Discurso durante a 206ª Sessão Não Deliberativa, no Senado Federal

Preocupação com o teor de projeto de lei que altera o conceito de trabalho escravo no Brasil.

Autor
Ana Rita (PT - Partido dos Trabalhadores/ES)
Nome completo: Ana Rita Esgario
Casa
Senado Federal
Tipo
Discurso
Resumo por assunto
DIREITOS HUMANOS.:
  • Preocupação com o teor de projeto de lei que altera o conceito de trabalho escravo no Brasil.
Aparteantes
Paulo Paim.
Publicação
Publicação no DSF de 19/11/2013 - Página 82927
Assunto
Outros > DIREITOS HUMANOS.
Indexação
  • REGISTRO, IMPORTANCIA, URGENCIA, APROVAÇÃO, SENADO, PROPOSTA, EMENDA CONSTITUCIONAL, REFERENCIA, EXTINÇÃO, TRABALHO ESCRAVO, FATO, NECESSIDADE, DEBATE, ALTERAÇÃO, REGULAMENTAÇÃO, LEGISLAÇÃO, OBJETIVO, PREVENÇÃO, ASSUNTO.
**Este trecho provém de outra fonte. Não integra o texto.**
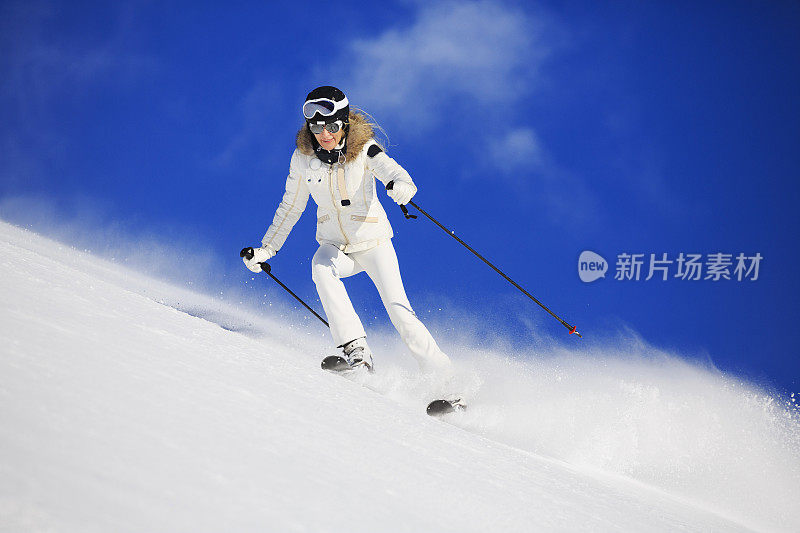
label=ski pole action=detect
[239,247,330,327]
[386,181,583,338]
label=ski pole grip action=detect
[386,180,417,219]
[239,246,272,274]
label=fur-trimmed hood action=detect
[296,111,374,161]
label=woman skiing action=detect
[244,86,450,371]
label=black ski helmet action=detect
[303,85,350,126]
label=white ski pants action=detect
[311,239,450,371]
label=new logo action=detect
[578,250,608,283]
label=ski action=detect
[320,355,375,374]
[322,355,353,372]
[425,398,467,416]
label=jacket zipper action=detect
[328,165,350,244]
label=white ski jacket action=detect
[261,113,416,253]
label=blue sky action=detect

            A SRª ANA RITA (Bloco Apoio Governo/PT - ES. Sem revisão da oradora.) - Sr. Presidente, Srªs Senadoras, Srs. Senadores, ouvintes da Rádio Senado, telespectadores da TV Senado, venho a esta tribuna tratar de um tema que está na pauta deste plenário, um dos mais caros para o meu mandato e para os defensores de um modelo de trabalho justo e decente neste País. Estou falando da PEC do Trabalho Escravo, a PEC nº 57A, de 1999.

            Com sua aprovação, o Estado brasileiro poderá expropriar imóveis urbanos e rurais nos quais for comprovada a existência de trabalho análogo à escravidão, sendo destinados para fins de reforma agrária e a programas de habitação popular.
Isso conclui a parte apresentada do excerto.